Three providers with threshold 2 (the default) — any two unlock. Auto-numbered IDs (passphrase-1, recovery-1, sshkey-1) are assigned when you omit the :id suffix; pass --add passphrase:work if you want a specific name.

The :id part is a label, not a path

--add passphrase:work gives the passphrase provider the ID work. --add sshkey:~/.ssh/id_ed25519 would set the ID to the literal string ~/.ssh/id_ed25519it does not tell cryptkey which key file to use. The key file path is collected interactively at enrollment time.

Naming your profile (optional)

Omitting the name writes to the default profile. Every cryptkey command falls back to default when no name is given, so one profile per user with no extra typing is the intended common case.

If you want more than one profile (a work vault plus a personal vault, say, or one profile per project), pass a name:

cryptkey init work \
  --add fido2 \
  --add passphrase \
  --add recovery

The name you use at init has to be repeated at every subsequent cryptkey command for that profile. cryptkey derive without a name derives from default, not from work — so you need cryptkey derive work, cryptkey info work, cryptkey rekey work, etc. Stick with the default when you can; reach for named profiles only when you genuinely need the separation.

Choosing a Threshold

The threshold is the minimum number of providers needed to reconstruct your key. With 3 providers and a threshold of 2:

  • Any 2 of your 3 providers can unlock the key
  • Losing 1 provider doesn't lock you out
  • An attacker needs to compromise 2 providers

Rule of thumb

Set the threshold to ceil(n/2) where n is the total number of providers. This balances security against availability.

Recovery planning

Make sure you have enough non-hardware providers (passphrases, recovery codes) to meet the threshold. If all your hardware is lost or destroyed, you need another way in. Cryptkey warns you during enrollment if this isn't the case.

Deriving Your Key

Once a profile is created, derive the key by authenticating with enough providers:

# Print to stdout as hex (default; reads the default profile)
cryptkey derive

# Base64 encoding
cryptkey derive --base64

# Raw bytes (for piping to tools that need binary key material)
cryptkey derive --raw

# Named profile — same command plus the name you chose at init
cryptkey derive work

The derived key is always 32 bytes (256 bits) — the standard size for symmetric cryptography.

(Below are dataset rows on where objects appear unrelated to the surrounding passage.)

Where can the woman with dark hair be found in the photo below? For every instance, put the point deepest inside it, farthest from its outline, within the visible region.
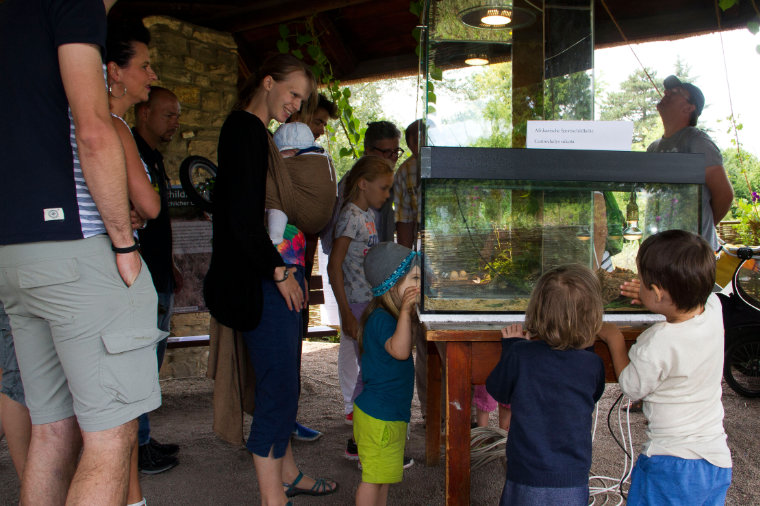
(129, 77)
(253, 286)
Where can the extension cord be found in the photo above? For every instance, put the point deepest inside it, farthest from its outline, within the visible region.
(612, 488)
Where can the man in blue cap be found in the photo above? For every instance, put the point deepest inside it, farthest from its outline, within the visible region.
(679, 110)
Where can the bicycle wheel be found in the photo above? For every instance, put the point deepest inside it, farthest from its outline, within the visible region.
(741, 366)
(197, 175)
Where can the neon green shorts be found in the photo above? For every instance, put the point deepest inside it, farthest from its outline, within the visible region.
(381, 447)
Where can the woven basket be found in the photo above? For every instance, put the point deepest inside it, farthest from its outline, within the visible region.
(727, 231)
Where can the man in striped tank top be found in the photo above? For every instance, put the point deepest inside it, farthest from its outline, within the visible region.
(81, 304)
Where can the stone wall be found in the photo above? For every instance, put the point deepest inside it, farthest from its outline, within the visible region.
(201, 67)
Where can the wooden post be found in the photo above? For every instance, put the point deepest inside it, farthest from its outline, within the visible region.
(458, 399)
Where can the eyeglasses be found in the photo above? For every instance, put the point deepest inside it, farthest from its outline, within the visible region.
(389, 153)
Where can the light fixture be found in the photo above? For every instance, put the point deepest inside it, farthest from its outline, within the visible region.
(497, 17)
(632, 232)
(476, 60)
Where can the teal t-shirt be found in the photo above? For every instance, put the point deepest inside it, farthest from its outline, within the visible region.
(388, 383)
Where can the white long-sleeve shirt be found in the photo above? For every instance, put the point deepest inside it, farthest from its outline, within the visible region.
(676, 368)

Passing Keys to Other Tools

The derive command can pass the key directly to a child process. By default it goes on stdin; use --env to set an environment variable instead (but see the caveat at the bottom):

# Pass raw bytes on stdin to a child process (preferred)
cryptkey derive --raw -- cryptsetup open /dev/sda1 vault --key-file=-

# Set SECRET_KEY env var and run my-tool
cryptkey derive --env SECRET_KEY -- my-tool serve

Prefer stdin over --env

Stdin delivery passes the key to the child as a []byte that cryptkey zeroes as soon as the child exits. --env passes the key through the process environment — unavoidably stored as a Go string (immutable, can't be zeroed; lives in the heap until GC) and readable by any same-UID process via /proc/<pid>/environ for the child's whole lifetime. Use --env only when the target tool has no stdin path for the key. Full rationale in derive: Secret delivery.

The key is only held in the pipe/environment of the child process — it is not written to disk or visible in your shell history.

Profile Storage

Profiles are stored as TOML files at:

~/.config/cryptkey/<name>.toml

A profile contains:

  • The Shamir threshold (minimum providers needed to reconstruct)
  • Provider type and ID for each enrolled provider
  • Encrypted Shamir shares (AES-256-GCM ciphertext)
  • Nonces and salts for key derivation
  • Provider-specific metadata (e.g., FIDO2 credential IDs, Argon2 salts)
  • An integrity HMAC to detect tampering (covers all fields including threshold)

The profile never contains the master key, raw secrets, or plaintext shares.

See Profiles for what's sensitive, backup strategy, and how to move profiles between machines.